The class dynamics behind Russian imperialism
Matveev’s argument that the invasion of Ukraine is primarily ideologically driven fails to account for the economic rationale driving the actions of the Russian ruling class. Marx, Amin, and Kagarlitsky have all argued that imperialism is always rooted in the material interests of the capitalist class — and the war in Ukraine is no exception. The conflict is shaped by both the capitalist logic of profit maximisation and the power logic of geopolitical control, which are dialectically interconnected.
By understanding the invasion through a class analysis, it becomes clear that the war is not simply the result of ideological fears — let alone the poorly thought-through decision of one individual, however powerful — but that it is driven by the economic interests of Russia’s political capitalists. The rupture with the West was not a spontaneous decision based on Putin’s personal ideology, but a strategic move by the ruling class to protect its long-term capital accumulation. These dynamics suggest that the conflict is unlikely to end with Putin’s departure, as the structural forces shaping Russian imperialism will continue to guide the state’s actions.

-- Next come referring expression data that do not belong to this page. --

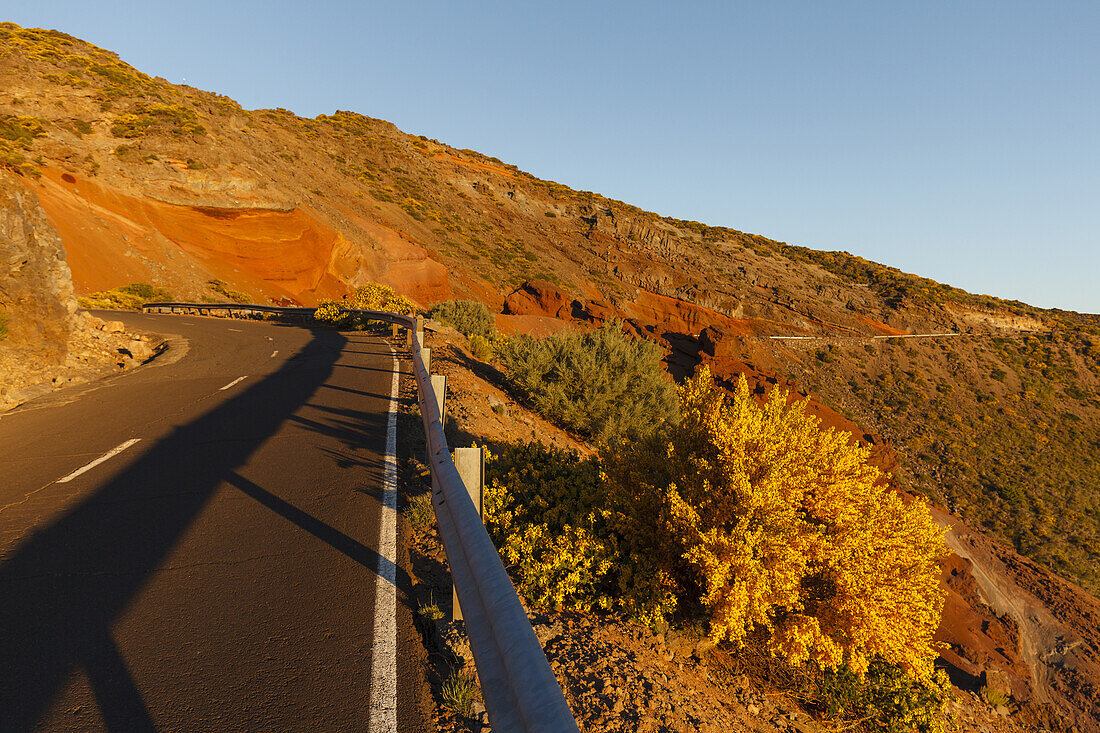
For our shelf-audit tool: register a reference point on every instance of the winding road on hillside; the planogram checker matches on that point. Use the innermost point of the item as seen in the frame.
(207, 543)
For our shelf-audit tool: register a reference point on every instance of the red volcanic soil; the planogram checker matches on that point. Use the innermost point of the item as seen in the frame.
(113, 238)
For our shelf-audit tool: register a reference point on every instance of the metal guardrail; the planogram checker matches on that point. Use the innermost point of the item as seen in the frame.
(518, 687)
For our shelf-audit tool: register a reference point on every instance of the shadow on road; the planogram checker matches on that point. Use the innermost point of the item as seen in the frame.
(65, 586)
(329, 535)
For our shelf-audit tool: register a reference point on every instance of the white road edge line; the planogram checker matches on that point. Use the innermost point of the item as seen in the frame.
(384, 656)
(237, 381)
(109, 455)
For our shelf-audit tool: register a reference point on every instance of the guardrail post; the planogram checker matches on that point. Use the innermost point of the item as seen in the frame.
(471, 466)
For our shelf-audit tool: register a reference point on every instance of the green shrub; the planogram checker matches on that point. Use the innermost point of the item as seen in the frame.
(545, 511)
(431, 612)
(469, 317)
(598, 383)
(459, 692)
(887, 699)
(420, 513)
(125, 297)
(330, 313)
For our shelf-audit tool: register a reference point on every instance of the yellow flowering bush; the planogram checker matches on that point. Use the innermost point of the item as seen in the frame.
(780, 526)
(375, 296)
(542, 509)
(887, 698)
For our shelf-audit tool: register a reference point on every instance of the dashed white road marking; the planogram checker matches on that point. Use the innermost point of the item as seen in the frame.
(384, 658)
(237, 381)
(109, 455)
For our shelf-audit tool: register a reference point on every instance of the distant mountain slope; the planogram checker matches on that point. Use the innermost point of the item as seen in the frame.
(152, 182)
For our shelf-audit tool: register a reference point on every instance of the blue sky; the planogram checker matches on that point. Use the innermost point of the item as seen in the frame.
(956, 140)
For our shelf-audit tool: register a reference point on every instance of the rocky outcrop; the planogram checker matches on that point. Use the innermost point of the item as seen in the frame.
(45, 341)
(36, 298)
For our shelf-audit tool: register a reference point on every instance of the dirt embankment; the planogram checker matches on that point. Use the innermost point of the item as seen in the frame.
(114, 237)
(44, 342)
(616, 676)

But this does not mean that ruling classes never make mistakes while pursuing what they deem is their best interests. History has proven the opposite on numerous occasions. Had the ruling class always chosen the optimal survival decision, there would have been no place for revolutions and other social upheavals. This is what Marxism is essentially about: understanding that the capitalist system is riddled with contradictions, driven by the conflict between the ruling class’s pursuit of profit and the inherent instability of capital accumulation. But we should always keep in mind what Friedrich Engels said about the complex interplay of material and ideological factors in paving the way for history:
According to the Materialist Conception of History, the factor which is in the last instance decisive in history is the production and reproduction of actual life. More than this neither Marx nor myself ever claimed. If now someone has distorted the meaning in such a way that the economic factor is the only decisive one, this man has changed the above proposition into an abstract, absurd phrase which says nothing.
In Russia’s case, while the political capitalists have strategically pursued their interests through imperialist actions, including the invasion of Ukraine, this does not guarantee long-term success or stability. The war, driven by a fusion of economic and ideological motives, could exacerbate internal tensions, fuel popular discontent, and strain Russia’s economy in unforeseen ways. As Marx pointed out, the very actions taken by the ruling class to preserve its dominance can sow the seeds of future crises — and ultimately destabilise the system they aim to uphold.